宋回返回校医院,陪沈泉打完点滴,又取了药,再将人送回宿舍,还去外面买了些吃的。
全程细心耐心,好似他们之间没发生过任何事。
沈泉已经很累了,没心思想太多,舍友都去上课,宿舍难得安静,他很快便睡着了。
宋回对学校的熟悉程度,远超沈泉。
a大研究生校区在市中心,又小又挤,楼间距有限。
沈泉所在的宿舍楼,就在食堂对面。
食堂二楼靠外,有家小咖啡店,难喝又贵,但架不住来装逼学习的人多,直至今日还未倒闭。
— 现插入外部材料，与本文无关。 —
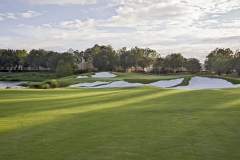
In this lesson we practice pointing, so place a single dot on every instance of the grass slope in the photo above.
(128, 77)
(120, 123)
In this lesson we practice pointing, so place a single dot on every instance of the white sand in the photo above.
(88, 84)
(205, 82)
(167, 83)
(103, 75)
(119, 84)
(82, 77)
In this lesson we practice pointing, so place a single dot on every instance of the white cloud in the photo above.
(11, 16)
(30, 14)
(1, 17)
(60, 2)
(168, 26)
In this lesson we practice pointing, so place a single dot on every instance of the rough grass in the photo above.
(128, 77)
(120, 123)
(26, 76)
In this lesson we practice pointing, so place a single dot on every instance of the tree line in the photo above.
(105, 58)
(223, 61)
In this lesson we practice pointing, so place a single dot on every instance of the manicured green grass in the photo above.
(26, 76)
(120, 123)
(129, 77)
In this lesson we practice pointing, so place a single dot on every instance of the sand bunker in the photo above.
(82, 77)
(205, 82)
(119, 84)
(167, 83)
(90, 84)
(103, 75)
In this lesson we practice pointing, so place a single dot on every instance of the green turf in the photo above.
(120, 123)
(128, 77)
(26, 76)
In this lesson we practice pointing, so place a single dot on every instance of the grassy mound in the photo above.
(120, 123)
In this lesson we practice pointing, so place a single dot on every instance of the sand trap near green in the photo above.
(207, 83)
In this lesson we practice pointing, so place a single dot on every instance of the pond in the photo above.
(12, 84)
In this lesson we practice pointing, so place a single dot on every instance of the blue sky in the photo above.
(191, 27)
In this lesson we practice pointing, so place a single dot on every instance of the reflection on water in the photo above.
(4, 84)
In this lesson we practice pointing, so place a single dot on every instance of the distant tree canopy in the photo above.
(106, 58)
(173, 61)
(224, 55)
(193, 65)
(63, 69)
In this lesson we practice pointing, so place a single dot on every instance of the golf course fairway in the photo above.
(120, 123)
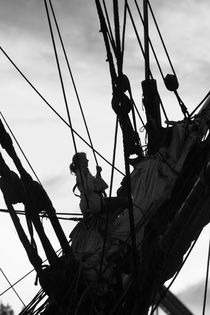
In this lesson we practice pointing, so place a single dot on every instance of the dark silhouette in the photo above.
(92, 188)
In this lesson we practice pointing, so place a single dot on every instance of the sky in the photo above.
(46, 140)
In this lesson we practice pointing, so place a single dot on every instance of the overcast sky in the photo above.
(45, 139)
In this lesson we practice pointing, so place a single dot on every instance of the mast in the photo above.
(151, 98)
(146, 40)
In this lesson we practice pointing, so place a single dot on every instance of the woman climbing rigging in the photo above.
(92, 188)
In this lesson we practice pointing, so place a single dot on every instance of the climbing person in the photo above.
(92, 188)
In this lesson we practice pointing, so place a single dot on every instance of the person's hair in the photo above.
(76, 160)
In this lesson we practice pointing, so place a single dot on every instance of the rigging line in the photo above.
(12, 287)
(60, 74)
(23, 277)
(183, 107)
(42, 215)
(161, 38)
(106, 41)
(72, 78)
(141, 47)
(176, 275)
(50, 106)
(123, 32)
(117, 37)
(110, 193)
(207, 95)
(206, 282)
(32, 169)
(109, 29)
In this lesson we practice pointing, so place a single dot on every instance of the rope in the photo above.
(32, 169)
(206, 282)
(104, 31)
(174, 278)
(140, 44)
(109, 30)
(60, 75)
(203, 100)
(117, 37)
(73, 81)
(12, 287)
(110, 193)
(161, 38)
(48, 104)
(123, 32)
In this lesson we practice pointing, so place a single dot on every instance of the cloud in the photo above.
(193, 298)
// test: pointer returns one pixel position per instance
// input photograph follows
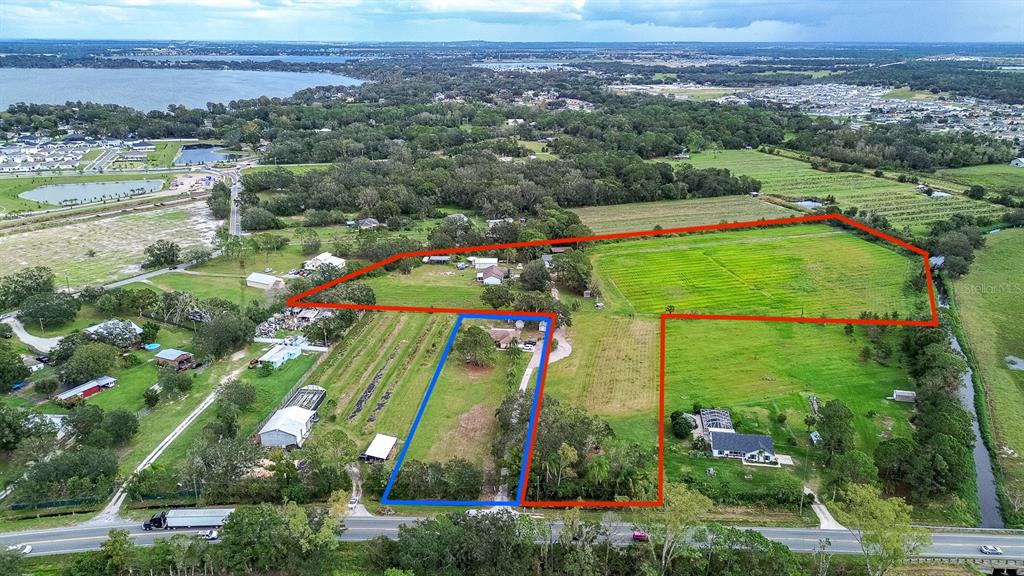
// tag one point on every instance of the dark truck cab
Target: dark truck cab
(187, 518)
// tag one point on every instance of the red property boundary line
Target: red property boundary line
(299, 300)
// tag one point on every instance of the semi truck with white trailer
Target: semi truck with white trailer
(187, 518)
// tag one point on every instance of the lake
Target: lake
(88, 192)
(203, 154)
(153, 89)
(297, 58)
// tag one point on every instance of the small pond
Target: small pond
(89, 192)
(203, 154)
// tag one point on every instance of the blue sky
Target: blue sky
(523, 21)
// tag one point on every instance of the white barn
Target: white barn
(263, 281)
(289, 427)
(380, 448)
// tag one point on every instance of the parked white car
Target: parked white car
(24, 548)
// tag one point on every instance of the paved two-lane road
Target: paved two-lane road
(944, 544)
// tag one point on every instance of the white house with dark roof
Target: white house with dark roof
(748, 447)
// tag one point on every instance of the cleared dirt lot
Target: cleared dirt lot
(116, 244)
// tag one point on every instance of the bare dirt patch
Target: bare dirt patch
(469, 439)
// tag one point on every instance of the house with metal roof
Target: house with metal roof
(172, 358)
(289, 427)
(748, 447)
(716, 420)
(380, 448)
(279, 355)
(91, 387)
(263, 281)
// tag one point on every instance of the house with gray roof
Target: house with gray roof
(748, 447)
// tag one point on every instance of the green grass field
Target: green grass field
(905, 93)
(270, 391)
(204, 285)
(612, 371)
(98, 250)
(804, 270)
(990, 311)
(995, 178)
(10, 188)
(762, 370)
(459, 419)
(795, 179)
(677, 213)
(403, 350)
(537, 149)
(429, 286)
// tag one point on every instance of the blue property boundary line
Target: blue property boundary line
(416, 422)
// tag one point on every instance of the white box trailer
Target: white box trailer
(188, 518)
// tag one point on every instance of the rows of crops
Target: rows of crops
(376, 378)
(809, 271)
(899, 202)
(677, 213)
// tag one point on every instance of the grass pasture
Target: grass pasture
(612, 372)
(795, 179)
(804, 270)
(996, 178)
(992, 318)
(400, 352)
(116, 243)
(761, 371)
(11, 187)
(459, 419)
(678, 213)
(440, 286)
(537, 149)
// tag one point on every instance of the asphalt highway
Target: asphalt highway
(944, 544)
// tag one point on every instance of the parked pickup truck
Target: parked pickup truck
(188, 518)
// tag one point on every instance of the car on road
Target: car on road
(24, 548)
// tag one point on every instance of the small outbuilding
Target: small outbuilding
(324, 258)
(494, 276)
(172, 358)
(480, 262)
(91, 387)
(380, 448)
(903, 396)
(289, 427)
(368, 223)
(748, 447)
(279, 355)
(263, 281)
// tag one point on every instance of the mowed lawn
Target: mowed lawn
(795, 179)
(206, 286)
(270, 391)
(459, 419)
(10, 188)
(429, 285)
(400, 352)
(994, 177)
(761, 369)
(98, 250)
(992, 317)
(678, 213)
(800, 271)
(612, 371)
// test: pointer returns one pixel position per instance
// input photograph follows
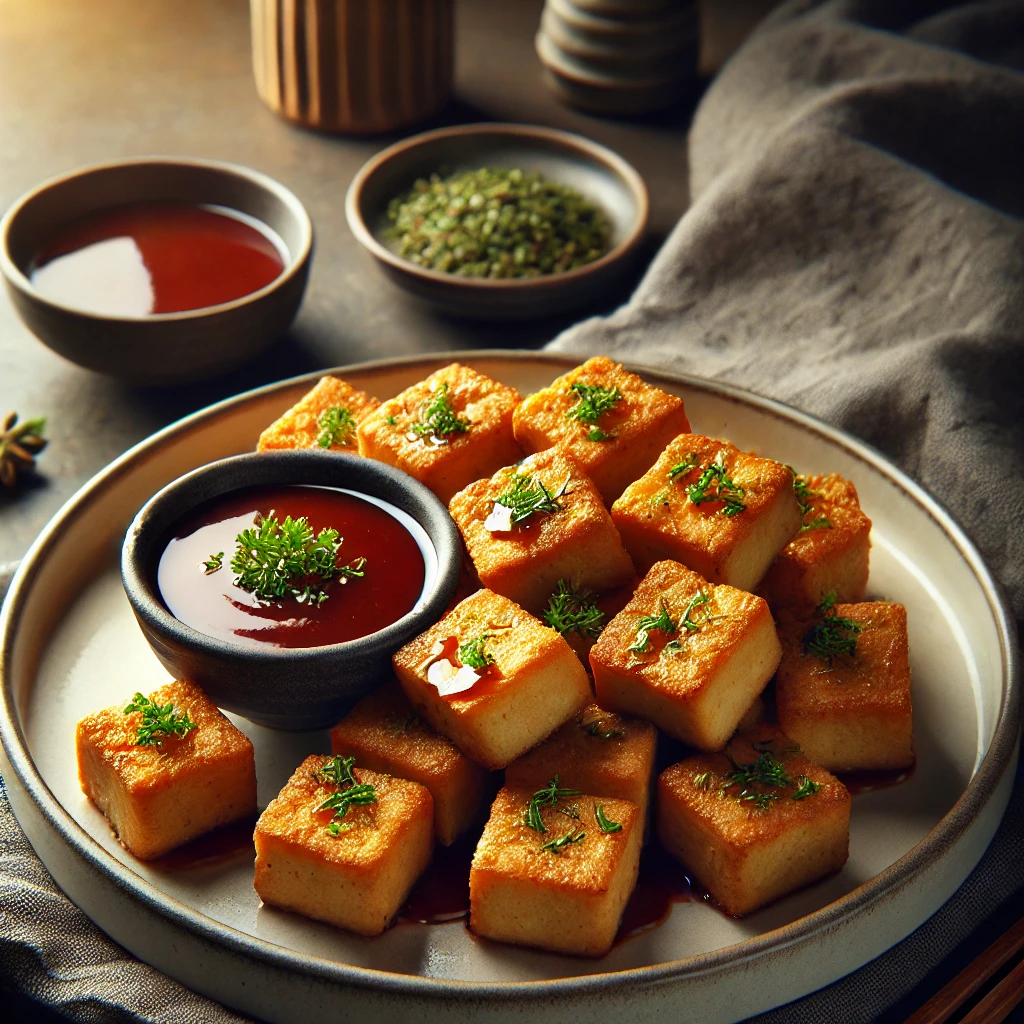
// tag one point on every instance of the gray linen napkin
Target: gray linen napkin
(854, 248)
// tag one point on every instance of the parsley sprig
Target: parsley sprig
(715, 484)
(833, 636)
(337, 428)
(438, 418)
(350, 793)
(471, 653)
(551, 795)
(159, 721)
(572, 609)
(278, 559)
(526, 496)
(593, 400)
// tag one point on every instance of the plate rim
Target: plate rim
(949, 829)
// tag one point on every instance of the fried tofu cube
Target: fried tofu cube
(352, 869)
(574, 540)
(722, 512)
(596, 752)
(687, 654)
(563, 889)
(614, 446)
(493, 679)
(830, 552)
(162, 793)
(843, 689)
(756, 824)
(385, 735)
(326, 417)
(446, 431)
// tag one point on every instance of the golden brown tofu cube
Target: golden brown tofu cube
(385, 734)
(830, 552)
(689, 655)
(724, 513)
(611, 422)
(756, 824)
(493, 679)
(843, 689)
(574, 540)
(326, 417)
(352, 869)
(176, 784)
(446, 431)
(563, 889)
(598, 752)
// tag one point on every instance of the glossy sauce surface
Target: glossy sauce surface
(354, 607)
(156, 258)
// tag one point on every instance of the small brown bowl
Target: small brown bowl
(596, 172)
(163, 348)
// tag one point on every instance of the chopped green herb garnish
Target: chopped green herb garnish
(281, 559)
(472, 653)
(663, 622)
(681, 468)
(548, 797)
(557, 845)
(714, 484)
(438, 418)
(571, 609)
(527, 496)
(213, 563)
(337, 428)
(159, 721)
(805, 497)
(593, 401)
(604, 822)
(805, 787)
(352, 793)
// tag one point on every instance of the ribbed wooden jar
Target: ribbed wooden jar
(353, 66)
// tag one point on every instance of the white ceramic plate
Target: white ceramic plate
(71, 645)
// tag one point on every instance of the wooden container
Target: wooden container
(356, 67)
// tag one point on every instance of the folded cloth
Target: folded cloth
(854, 248)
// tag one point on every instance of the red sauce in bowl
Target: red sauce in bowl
(156, 258)
(392, 583)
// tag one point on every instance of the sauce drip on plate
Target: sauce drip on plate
(156, 258)
(354, 607)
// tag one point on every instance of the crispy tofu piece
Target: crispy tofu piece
(530, 685)
(309, 420)
(627, 438)
(357, 879)
(568, 901)
(830, 552)
(524, 561)
(700, 670)
(597, 752)
(158, 797)
(749, 842)
(849, 713)
(385, 734)
(670, 511)
(479, 413)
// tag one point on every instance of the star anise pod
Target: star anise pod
(19, 443)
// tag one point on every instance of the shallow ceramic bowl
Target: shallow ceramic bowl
(164, 348)
(285, 688)
(570, 160)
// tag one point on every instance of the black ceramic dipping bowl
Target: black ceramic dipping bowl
(283, 688)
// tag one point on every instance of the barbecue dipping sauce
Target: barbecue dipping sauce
(355, 607)
(156, 258)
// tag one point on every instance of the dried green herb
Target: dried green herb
(496, 223)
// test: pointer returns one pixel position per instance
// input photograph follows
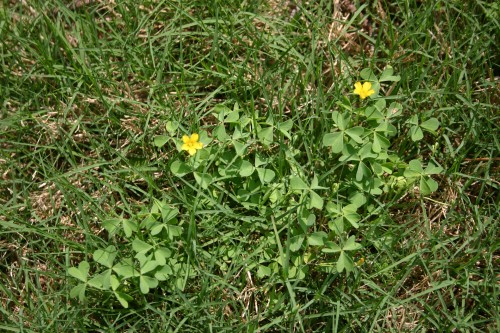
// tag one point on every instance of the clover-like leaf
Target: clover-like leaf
(334, 140)
(203, 179)
(81, 273)
(265, 175)
(296, 242)
(146, 283)
(140, 246)
(179, 168)
(105, 257)
(78, 291)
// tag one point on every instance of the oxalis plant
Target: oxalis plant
(249, 171)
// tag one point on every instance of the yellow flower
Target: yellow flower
(364, 90)
(191, 144)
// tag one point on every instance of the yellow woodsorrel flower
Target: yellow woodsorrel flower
(363, 90)
(191, 144)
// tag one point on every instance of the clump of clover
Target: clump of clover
(249, 174)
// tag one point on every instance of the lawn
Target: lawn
(249, 166)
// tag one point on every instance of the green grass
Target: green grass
(84, 91)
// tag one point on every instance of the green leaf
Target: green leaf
(146, 283)
(81, 272)
(416, 165)
(351, 216)
(260, 160)
(96, 282)
(355, 133)
(112, 225)
(430, 125)
(394, 110)
(372, 113)
(179, 168)
(351, 245)
(433, 169)
(334, 140)
(220, 133)
(221, 111)
(157, 229)
(125, 270)
(239, 148)
(105, 257)
(296, 242)
(427, 186)
(123, 298)
(140, 246)
(380, 142)
(416, 133)
(285, 126)
(129, 226)
(104, 279)
(246, 168)
(78, 291)
(344, 262)
(263, 271)
(265, 175)
(164, 273)
(168, 213)
(317, 238)
(203, 179)
(367, 74)
(362, 172)
(232, 117)
(148, 266)
(171, 126)
(161, 140)
(316, 201)
(115, 282)
(265, 135)
(161, 255)
(296, 183)
(173, 230)
(340, 120)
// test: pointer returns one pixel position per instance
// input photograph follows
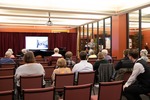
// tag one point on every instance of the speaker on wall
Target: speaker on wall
(100, 42)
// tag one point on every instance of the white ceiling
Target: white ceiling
(63, 13)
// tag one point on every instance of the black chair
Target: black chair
(39, 94)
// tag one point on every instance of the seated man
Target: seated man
(69, 61)
(7, 59)
(56, 52)
(123, 66)
(83, 65)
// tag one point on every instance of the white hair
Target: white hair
(105, 51)
(143, 52)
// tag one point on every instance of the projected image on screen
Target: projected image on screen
(33, 42)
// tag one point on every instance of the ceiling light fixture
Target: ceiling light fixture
(49, 22)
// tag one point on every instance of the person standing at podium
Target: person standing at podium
(91, 44)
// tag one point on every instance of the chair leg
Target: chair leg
(93, 90)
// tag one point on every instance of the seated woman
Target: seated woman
(143, 54)
(10, 50)
(62, 68)
(101, 60)
(92, 54)
(56, 53)
(7, 59)
(69, 61)
(29, 68)
(123, 66)
(106, 56)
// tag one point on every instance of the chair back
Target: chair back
(8, 65)
(53, 60)
(62, 80)
(111, 90)
(105, 72)
(48, 72)
(78, 92)
(92, 60)
(44, 63)
(7, 71)
(126, 76)
(39, 94)
(6, 83)
(7, 95)
(86, 77)
(28, 82)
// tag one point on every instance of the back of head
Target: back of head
(8, 54)
(91, 52)
(143, 52)
(100, 55)
(83, 55)
(105, 51)
(126, 52)
(24, 51)
(10, 50)
(61, 62)
(29, 57)
(134, 53)
(68, 54)
(56, 50)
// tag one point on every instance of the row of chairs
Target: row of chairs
(106, 91)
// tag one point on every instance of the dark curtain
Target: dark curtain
(16, 41)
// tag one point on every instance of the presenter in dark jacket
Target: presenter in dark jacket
(139, 81)
(124, 60)
(101, 60)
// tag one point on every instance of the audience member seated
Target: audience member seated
(69, 61)
(96, 65)
(83, 65)
(29, 68)
(92, 54)
(123, 66)
(7, 59)
(106, 56)
(62, 68)
(56, 53)
(10, 50)
(143, 54)
(139, 81)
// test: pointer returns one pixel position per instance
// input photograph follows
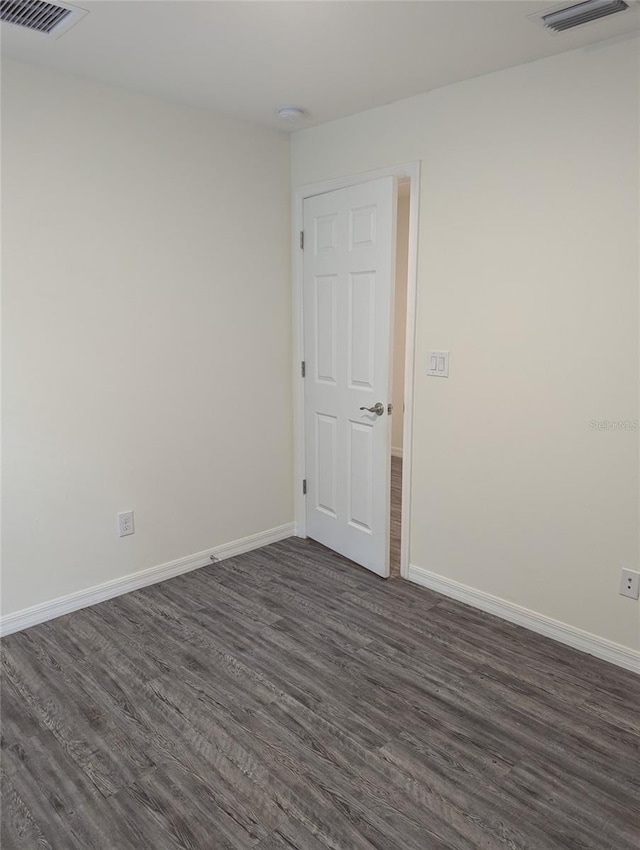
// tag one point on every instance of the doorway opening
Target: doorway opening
(398, 374)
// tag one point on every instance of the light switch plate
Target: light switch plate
(438, 364)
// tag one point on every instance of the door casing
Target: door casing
(412, 172)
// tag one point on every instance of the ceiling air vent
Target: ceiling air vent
(52, 19)
(558, 19)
宋回找到靠落地窗的单人位,要了杯咖啡,看着沈泉拉上窗帘,灯光熄灭。
从现在起,他就是一只狩猎的野兽!
窗外细雨绵软地下着,不久地面湿透,来往的学生撑起雨伞,自上而下看过去,好似长出来的花蘑菇。
宋回心理素质极好,居然能分心欣赏着这一切。
突然,他余光瞥见沈泉宿舍灯亮起,不知是舍友回来,还是沈泉起了。
无论哪种情况,都到了该出手的时候了!
宋回特意等了十多分钟,才拨打沈泉手机:“小泉,别睡了,出来吃点东西吧。你不是说,我们要找个地方,好好谈谈吗?”
他的眼睛一动不动,望着对面宿舍楼,是礁石上猎隼紧盯猎物的表情。
沈泉是被舍友吵醒的,他攥着手机沉默很久,不知道该不该答应。
今天的宋回让他感到害怕,已远远超出他对这个人的认知。
“小泉,你不说好聚好散吗?”宋回循循善诱,“我也想通了,终究是我让你太过伤心,我不能给你想要的生活、幸福。我……决定放手,但是,我不希望就在电话里,如此草率。毕竟我们认识十年,十年啊,三千六百多天。我请求你,出来跟我一起,为这些日夜画上句号。”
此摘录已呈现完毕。